My father once taught me that when you meet someone for the first time the first thing you should do is figure out what you have in common. This is an old and powerful insight that has driven liberal theories of justice and peace for hundreds of years. Some idea of what we all have in common is proposed—for example, rationality, freedom, and equality—and then justice and peace becomes a matter of setting up a system that respects, fosters, and builds on that commonality. Well as I’m sure you’re all aware, the universal has come to be regarded with great suspicion. While acknowledging the legitimacy of these suspicions and the risk involved in making universal claims, I don’t think we should completely abandon such a compelling insight. And so I would like to propose a new starting point that diplomats might use as the seed of a new way to think about international politics.

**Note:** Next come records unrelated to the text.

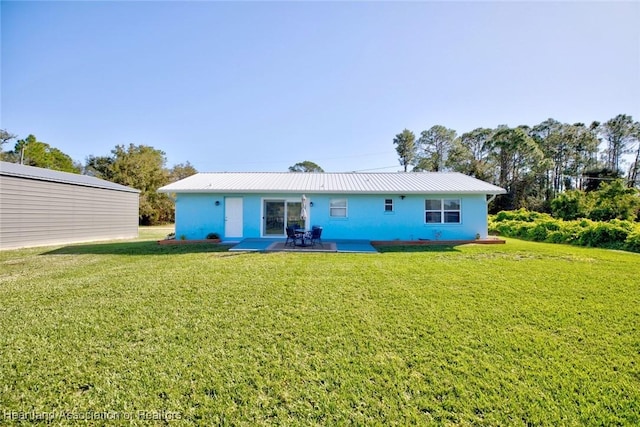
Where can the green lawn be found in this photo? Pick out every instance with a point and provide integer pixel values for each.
(515, 334)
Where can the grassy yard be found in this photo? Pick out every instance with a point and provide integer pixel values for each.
(515, 334)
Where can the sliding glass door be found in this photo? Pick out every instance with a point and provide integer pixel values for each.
(278, 214)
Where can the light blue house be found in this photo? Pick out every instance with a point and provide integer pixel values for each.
(371, 206)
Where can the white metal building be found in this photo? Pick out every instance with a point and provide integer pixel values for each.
(41, 207)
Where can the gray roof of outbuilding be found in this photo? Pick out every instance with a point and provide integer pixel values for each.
(371, 183)
(40, 174)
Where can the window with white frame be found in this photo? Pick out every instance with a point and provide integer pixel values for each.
(338, 208)
(442, 211)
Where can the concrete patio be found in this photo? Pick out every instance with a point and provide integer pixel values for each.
(277, 245)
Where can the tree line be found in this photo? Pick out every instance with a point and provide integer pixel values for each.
(137, 166)
(534, 164)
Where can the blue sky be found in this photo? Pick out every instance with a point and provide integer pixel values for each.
(260, 86)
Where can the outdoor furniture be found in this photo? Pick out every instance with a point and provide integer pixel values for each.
(316, 236)
(291, 235)
(303, 236)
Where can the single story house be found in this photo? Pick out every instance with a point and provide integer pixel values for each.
(41, 207)
(371, 206)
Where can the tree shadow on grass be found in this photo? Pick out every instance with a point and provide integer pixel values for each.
(416, 248)
(137, 248)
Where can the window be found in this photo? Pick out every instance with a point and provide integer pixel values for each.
(438, 211)
(338, 208)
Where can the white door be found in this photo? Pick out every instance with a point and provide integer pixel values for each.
(233, 217)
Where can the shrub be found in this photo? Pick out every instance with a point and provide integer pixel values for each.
(633, 242)
(520, 215)
(570, 205)
(615, 234)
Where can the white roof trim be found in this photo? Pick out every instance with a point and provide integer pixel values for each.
(352, 183)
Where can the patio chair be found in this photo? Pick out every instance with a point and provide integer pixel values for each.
(291, 235)
(316, 236)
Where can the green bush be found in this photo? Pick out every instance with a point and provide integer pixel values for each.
(633, 242)
(604, 235)
(520, 215)
(614, 234)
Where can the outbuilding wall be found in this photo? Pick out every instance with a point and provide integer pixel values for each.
(37, 213)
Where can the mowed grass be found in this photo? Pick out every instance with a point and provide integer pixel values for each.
(515, 334)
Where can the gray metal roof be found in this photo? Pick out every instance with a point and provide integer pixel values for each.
(298, 182)
(40, 174)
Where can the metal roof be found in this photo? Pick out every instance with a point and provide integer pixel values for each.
(40, 174)
(298, 182)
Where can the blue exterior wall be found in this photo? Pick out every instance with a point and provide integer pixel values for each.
(197, 215)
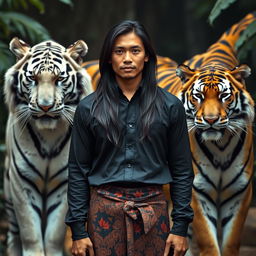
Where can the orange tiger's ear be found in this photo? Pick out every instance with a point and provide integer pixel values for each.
(19, 48)
(184, 72)
(78, 50)
(241, 72)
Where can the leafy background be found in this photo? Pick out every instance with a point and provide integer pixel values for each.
(179, 29)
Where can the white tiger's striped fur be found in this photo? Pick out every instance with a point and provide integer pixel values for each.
(42, 91)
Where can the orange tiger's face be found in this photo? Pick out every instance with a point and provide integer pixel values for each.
(216, 100)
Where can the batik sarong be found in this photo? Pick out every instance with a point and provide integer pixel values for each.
(128, 221)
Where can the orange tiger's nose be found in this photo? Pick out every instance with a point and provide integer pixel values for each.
(211, 119)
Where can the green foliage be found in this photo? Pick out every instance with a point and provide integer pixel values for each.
(247, 46)
(219, 6)
(247, 34)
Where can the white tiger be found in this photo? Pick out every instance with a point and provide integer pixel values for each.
(41, 91)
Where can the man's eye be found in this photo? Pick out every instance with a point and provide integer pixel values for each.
(136, 51)
(118, 51)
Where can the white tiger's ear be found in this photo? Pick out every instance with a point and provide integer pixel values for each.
(19, 47)
(241, 71)
(184, 72)
(78, 50)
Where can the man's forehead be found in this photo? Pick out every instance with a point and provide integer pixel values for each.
(128, 40)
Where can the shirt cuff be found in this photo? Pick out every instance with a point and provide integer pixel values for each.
(78, 230)
(180, 228)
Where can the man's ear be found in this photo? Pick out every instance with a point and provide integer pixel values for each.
(184, 72)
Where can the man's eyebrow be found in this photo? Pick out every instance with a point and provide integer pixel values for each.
(122, 47)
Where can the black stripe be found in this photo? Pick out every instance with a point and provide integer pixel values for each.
(240, 173)
(213, 220)
(31, 183)
(25, 158)
(57, 187)
(236, 194)
(203, 174)
(204, 194)
(226, 220)
(58, 172)
(210, 156)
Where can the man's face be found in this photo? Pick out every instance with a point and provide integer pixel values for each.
(128, 56)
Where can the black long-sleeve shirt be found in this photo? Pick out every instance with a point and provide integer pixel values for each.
(162, 158)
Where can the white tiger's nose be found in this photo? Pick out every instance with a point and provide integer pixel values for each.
(45, 107)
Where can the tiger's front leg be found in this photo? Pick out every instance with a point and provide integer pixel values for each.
(234, 210)
(205, 218)
(56, 228)
(26, 204)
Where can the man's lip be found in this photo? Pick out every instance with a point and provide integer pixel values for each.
(128, 67)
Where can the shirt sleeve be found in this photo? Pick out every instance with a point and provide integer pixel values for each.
(180, 164)
(79, 164)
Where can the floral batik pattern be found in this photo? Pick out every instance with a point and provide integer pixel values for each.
(128, 221)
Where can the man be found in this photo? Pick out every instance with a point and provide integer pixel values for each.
(129, 138)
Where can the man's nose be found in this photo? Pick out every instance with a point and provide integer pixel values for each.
(127, 57)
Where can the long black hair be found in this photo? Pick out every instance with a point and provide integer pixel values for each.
(105, 106)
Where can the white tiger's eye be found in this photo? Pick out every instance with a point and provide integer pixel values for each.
(32, 78)
(198, 95)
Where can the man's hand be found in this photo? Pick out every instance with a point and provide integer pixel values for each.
(178, 243)
(79, 247)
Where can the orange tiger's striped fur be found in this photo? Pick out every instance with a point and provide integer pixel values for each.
(220, 113)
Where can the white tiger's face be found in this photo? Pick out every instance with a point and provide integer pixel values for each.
(46, 83)
(217, 102)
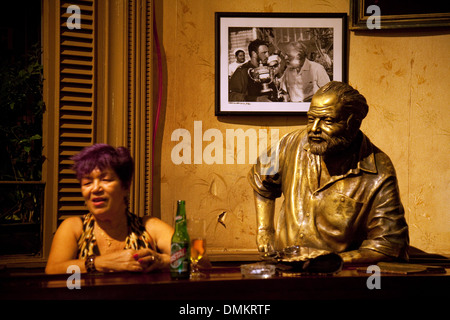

The starting point I’d like to propose is as follows: we were all born categorically dependent. What happens after (and what happened before) that hugely differs based on where one lives, one’s gender, whether one has living parents, and a million other variables. All these factors radically alter our lives, but they do not alter the fact of our fundamental dependency (only how these needs are met). I think this is a good starting point for thinking about international politics because, if there is ever going to be justice and peace, the most fundamental condition it must meet is this dependency.
There are two basic strategies one can take to meet dependency. One can seek independence or interdependence. The pursuit of hard power, of guns and money, is essentially the pursuit of independence. The pursuit of soft power, of friends and allies, is essentially the pursuit of interdependence. Perhaps one of the greatest contributions of liberal diplomatic theory to date has been the acknowledgement that, especially in our globalized age, complete independence is impossible. And so both types of power must ultimately come to serve one overarching strategy of interdependence in which we find the diplomat at the fulcrum.
We now have a logical path for discovering what justice and peace would entail. Justice is the quality of a system that promotes successful interdependence for all. Peace is both the result and the only condition under which such a system can persist. So what is successful interdependence? Successful interdependence consists in relationships that meet the needs of all involved to the greatest extent possible (which may not be completely). The diplomat has the special role of fostering and promoting a subset of these relationships, those that exist across the special barrier of state borders. The question that the diplomat must ask themselves daily is how the relationships they are building help to meet the needs, and not simply the desires or interests, of all who are directly or indirectly implicated in these relationship.